L’I.R.L.H. sarà aperta alla discussione sui temi dell’esperienza giuridica suggeriti dal comitato scientifico o da colleghi italiani e stranieri, da analizzare, in prospettiva storica e nel confronto con i giuristi positivi, sia tramite contributi di singoli studiosi, sia con interviste a specialisti, sia nella forma del forum.
Dedichiamo il primo e il secondo numero dell’I.R.L.H. al maestro, collega e amico Antonio Padoa Schioppa nella certezza che questo affettuoso omaggio lo colga del tutto di sorpresa.
Open Access Policy
Per promuovere la diffusione della conoscenza e il dibattito scientifico, la Italian Review of Legal History fornisce accesso aperto e immediato ai propri articoli. La pubblicazione sulla Italian Review of legal History non comporta costi per gli autori.
Licenza Creative Commons
La rivista è distribuita con licenza Creative Commons Attribuzione - Condividi allo stesso modo.
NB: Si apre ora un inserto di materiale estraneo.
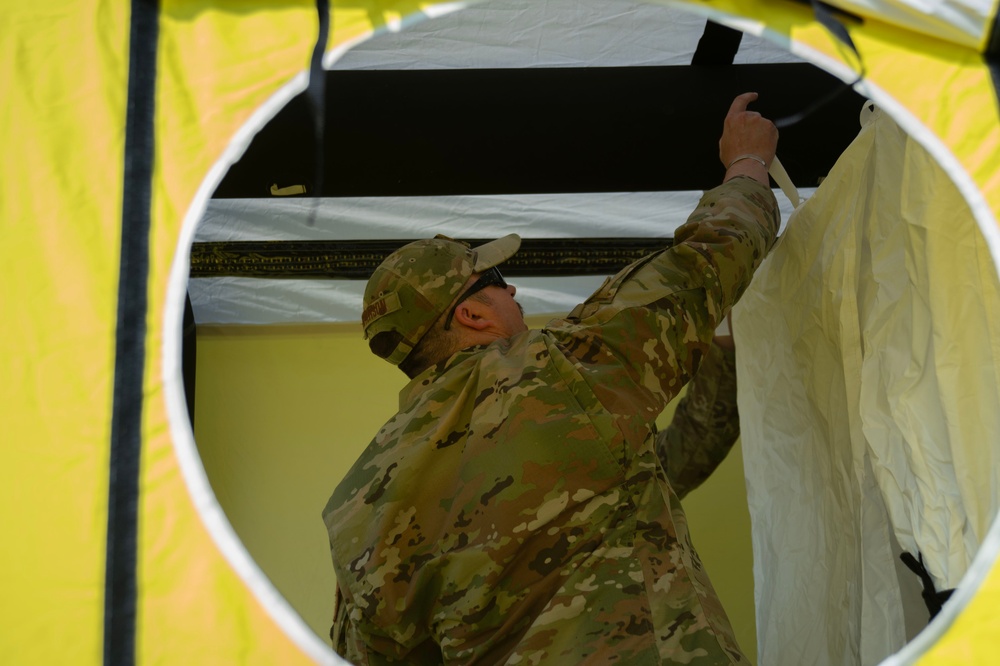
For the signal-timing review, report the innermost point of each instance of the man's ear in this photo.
(474, 314)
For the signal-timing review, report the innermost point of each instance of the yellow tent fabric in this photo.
(118, 121)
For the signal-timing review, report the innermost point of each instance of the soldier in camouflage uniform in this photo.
(515, 510)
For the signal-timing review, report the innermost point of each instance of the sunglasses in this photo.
(490, 278)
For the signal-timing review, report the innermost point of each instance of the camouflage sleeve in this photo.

Pre-print e post-print possono essere archiviati ovunque con la stessa licenza.
Archiviazione digitale
L'Università degli Studi di Milano ha un accordo di archiviazione con le Biblioteche Nazionali Centrali di Firenze e Roma nell'ambito del progetto nazionale Magazzini Digitali
La rivista ha attivato il servizio PKP PN (Preservation Network) per conservare i contenuti digitali attraverso il loro trasferimento al progetto LOCKSS (Lots of Copies Keep Stuff Safe).
CODICE ETICO
I principi etici su cui si basano i doveri della Direzione (Direttore responsabile e Comitato di Direzione), dei/delle Referee e degli Autori e delle Autrici della Italian Review of Legal History si ispirano a quelli stabiliti dal Code of Conduct and Best Practice Guidelines for Journal Editors del COPE (Committee on Publication Ethics) (www.publicationethics.org) e da Elsevier (www.elsevier.com/editors/perk/about-cope)
- Doveri della Direzione
- Doveri degli Autori e delle Autrici
- Doveri dei/delle Referee
Doveri della Direzione
Doveri generali
La Direzione si compone del Direttore responsabile e del Comitato di Direzione.
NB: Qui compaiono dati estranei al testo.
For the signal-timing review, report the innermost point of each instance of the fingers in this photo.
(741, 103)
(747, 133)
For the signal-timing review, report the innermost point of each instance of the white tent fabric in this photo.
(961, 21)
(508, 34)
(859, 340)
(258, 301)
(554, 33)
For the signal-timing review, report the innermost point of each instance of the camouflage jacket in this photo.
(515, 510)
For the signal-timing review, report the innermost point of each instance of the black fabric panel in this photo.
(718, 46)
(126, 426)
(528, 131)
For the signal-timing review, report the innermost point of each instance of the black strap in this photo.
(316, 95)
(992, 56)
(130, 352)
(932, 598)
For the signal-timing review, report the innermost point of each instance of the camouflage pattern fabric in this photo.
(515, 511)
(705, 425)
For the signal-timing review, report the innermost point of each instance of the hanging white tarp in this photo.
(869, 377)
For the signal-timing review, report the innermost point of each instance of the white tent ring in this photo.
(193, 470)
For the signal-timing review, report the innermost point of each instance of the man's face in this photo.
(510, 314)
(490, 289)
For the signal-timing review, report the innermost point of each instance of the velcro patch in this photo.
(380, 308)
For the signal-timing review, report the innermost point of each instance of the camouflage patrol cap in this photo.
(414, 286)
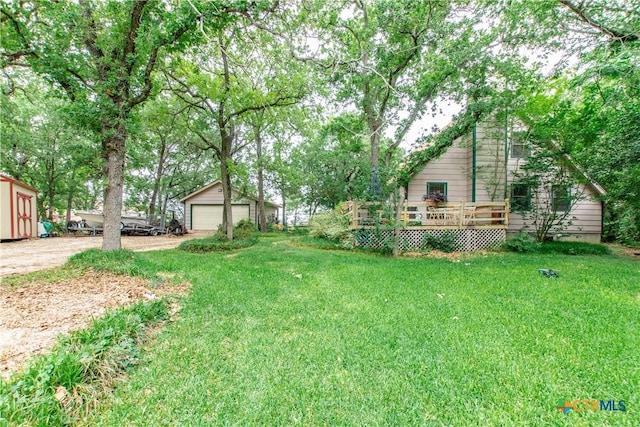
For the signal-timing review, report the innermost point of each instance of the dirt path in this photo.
(39, 254)
(32, 315)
Gli organi della rivista (Comitato di Direzione, del Comitato Scientifico e del Comitato di redazione) vengono rinnovati di regola ogni 10 anni, oppure ogni qual volta un membro decade dal suo incarico
I membri degli organi vengono scelti in base alla loro professionalità, senza discriminazioni di sesso, orientamento sessuale, fede religiosa, origine etnica, lingua, età, cittadinanza o orientamento politico.
Le cariche non sono soggette a limiti di numero di mandati consecutivi.
La Direzione:
- opera per il miglioramento della qualità scientifica della Italian Review of Legal History. A tal fine, adotta le linee guida per la redazione e la revisione dei contributi e ne verifica periodicamente l’attuazione.
- comunica ai/alle nuovi/e componenti ogni informazione utile per l’espletamento delle loro funzioni.
- garantisce una gestione imparziale e indipendente dei contributi sottoposti alla redazione, anche evitando conflitti di interessi
- accoglie e incoraggia le critiche e il dibattito.
Rapporti con gli Autori e le Autrici
La Direzione:
- determina, inserendole sul sito, le istruzioni per sottoporre i contributi alla redazione e comunica la procedura di revisione, al fine di assicurare una elevata qualità delle pubblicazioni.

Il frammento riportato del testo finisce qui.